Most of the new administration’s spending, which will begin next July, will be on programmes aimed at economic recovery, as Kenya tries to shrug off the negative effects of the Ukrainian war, Covid-19 and drought.
This will be an opportunity for Ruto, through his Treasury Cabinet secretary Njuguna Ndung’u to actualise some of the campaign promises they made including lifting millions of the poor from poverty by implementing policies that favour those at the bottom of the pyramid.
Income tax, which comprises employer and employee contributions, was increased from Sh1.18 trillion to Sh1.2 trillion, a sign that the government anticipates better job market fortunes. Excise duty has also been revised upwards to Sh352.7 billion from Sh346.9 billion following inflation adjustment on this tax head, popularly known as the sin tax.

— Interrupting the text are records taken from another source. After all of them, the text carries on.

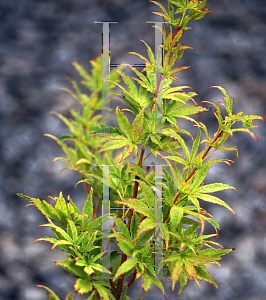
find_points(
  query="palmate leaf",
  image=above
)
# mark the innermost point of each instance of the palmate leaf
(70, 266)
(45, 208)
(139, 206)
(50, 293)
(203, 274)
(122, 226)
(213, 199)
(214, 187)
(115, 144)
(126, 266)
(63, 235)
(83, 286)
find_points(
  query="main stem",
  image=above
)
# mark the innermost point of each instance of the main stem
(124, 256)
(118, 291)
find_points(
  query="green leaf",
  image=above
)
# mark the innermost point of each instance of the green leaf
(215, 200)
(62, 233)
(45, 208)
(122, 226)
(200, 176)
(102, 128)
(83, 286)
(139, 206)
(115, 144)
(105, 294)
(158, 283)
(145, 236)
(70, 296)
(195, 145)
(125, 245)
(148, 194)
(70, 266)
(213, 187)
(50, 293)
(183, 279)
(73, 232)
(99, 268)
(203, 274)
(126, 266)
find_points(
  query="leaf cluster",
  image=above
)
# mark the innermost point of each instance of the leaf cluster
(138, 192)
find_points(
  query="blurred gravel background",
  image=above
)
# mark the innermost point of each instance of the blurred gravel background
(38, 41)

Treasury currently anticipates increased excise tax revenue from alcoholic beverages, cigarettes, fruit juice, sodas, bottled water, cosmetics, and other beauty products.
The medium-term revenue strategy, which is currently being developed, will direct tax reforms, improve the tax system, and increase revenue over the medium-term, according to the Treasury.

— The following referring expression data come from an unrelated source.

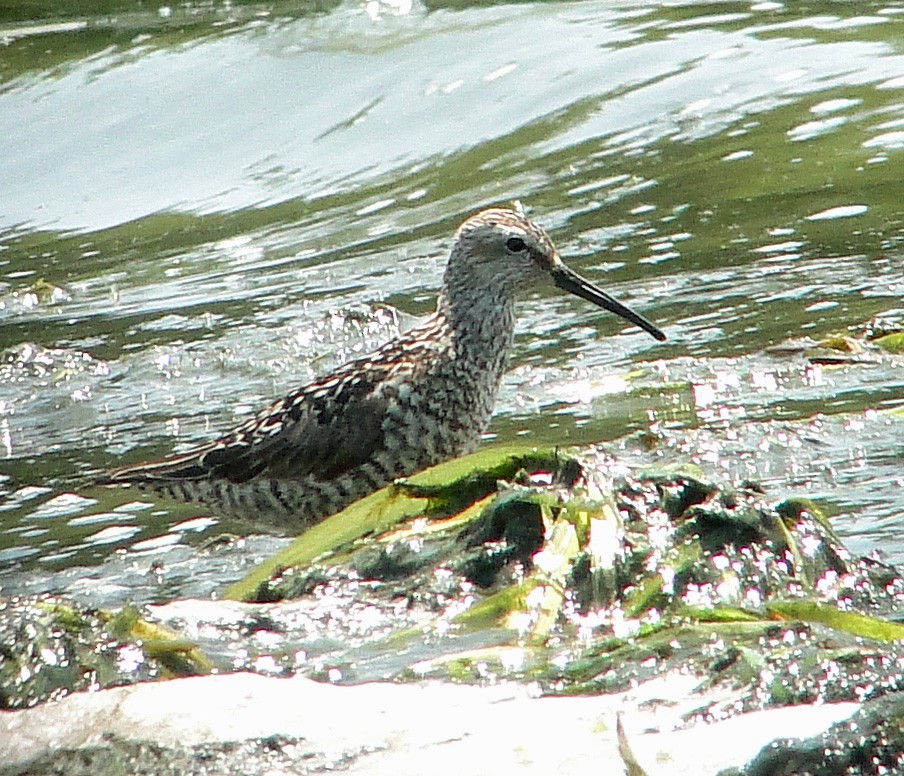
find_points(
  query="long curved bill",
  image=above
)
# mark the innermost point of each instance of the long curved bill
(569, 280)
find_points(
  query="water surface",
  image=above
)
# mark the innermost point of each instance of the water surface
(205, 206)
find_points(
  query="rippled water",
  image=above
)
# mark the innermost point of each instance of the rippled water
(206, 205)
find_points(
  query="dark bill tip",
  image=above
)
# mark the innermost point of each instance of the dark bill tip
(569, 280)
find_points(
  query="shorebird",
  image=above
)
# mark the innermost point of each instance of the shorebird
(422, 398)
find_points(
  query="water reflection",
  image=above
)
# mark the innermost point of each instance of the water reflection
(207, 208)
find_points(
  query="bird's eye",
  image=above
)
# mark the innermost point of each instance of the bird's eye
(515, 244)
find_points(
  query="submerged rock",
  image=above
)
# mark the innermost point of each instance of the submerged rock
(569, 575)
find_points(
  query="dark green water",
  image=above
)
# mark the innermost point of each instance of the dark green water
(204, 206)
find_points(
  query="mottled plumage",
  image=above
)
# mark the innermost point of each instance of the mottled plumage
(420, 399)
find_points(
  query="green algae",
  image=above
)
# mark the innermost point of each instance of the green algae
(439, 492)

During his campaign, Ruto made the economy the main focus promising Kenyans a radical transformation if he won. But in politics, promises and reality are two different things.
Implementing a manifesto will require money and new economic structures, and even face resistance from defenders of the status quo.
During his campaigns, Ruto said borrowing money to run the government will not be an option for his government.
“We will change this tradition of applying for loans and be all about investments and labor-intensive programs as opposed to capital-intensive projects,” he said while at a campaign rally in Kamulu, Nairobi.
He stated that some projects will have to be delayed and others postponed as there is not much money to continue working on them.
Ruto said the trips abroad by politicians were slowed down to reduce how money was used on things that are not much of a priority and he does not wish to keep on borrowing.
However, going against his words, Ruto recently took a Sh55.1 billion ($447.39 million) loan that was approved by the International Monetary Fund (IMF).
This followed the fourth review of the Sh288billion ($2.34 billion) 38-month Extended Credit Facility (ECF) and the Extended Fund Facility (EFF) arrangements with Kenya.
This brings the country’s cumulative disbursements under the EFF/ECF arrangements to about Sh203.84 billion ($1.655 billion).
In October, Sh3.02 trillion ($24.4 billion) of the country’s growing external debt rose to Sh4.35 trillion ($35.3 billion) with that proportion growing by 2.3 percentage points from 2021 and an increase of 3.4 percentage points compared to 2020.
Kenya’s National Treasury data shows the proportion of external debt denominated in the euro stood at 18.8 per cent in the same month, 4.1 per cent in yen, 5.3 per cent in yuan, and 2.3 per cent in pounds sterling while currencies accounted for 0.2 per cent of the total external debt.
Overall, the national government’s external debt stock increased by Sh24.78 billion ($201.4 million) from Sh4,334.79 billion ($35.2 million) in September 2022 to Sh4,359.57 billion ($35.4 million) in October 2022. This was attributed to disbursements made during the month and the exchange rate depreciation,” said the Treasury.
This comes at a time the Kenyan shilling has continued to weaken against the greenback due to the raises of lending rates by the US Federal Reserve causing an outflow of dollars from the global market into the US which heavily affected developing countries.
This month, the dollar was trading at a mean of Sh122.94 compared to a mean of Sh113.17 at the start of the year, a rise of 8.6 per cent, increasing the country’s external debt load.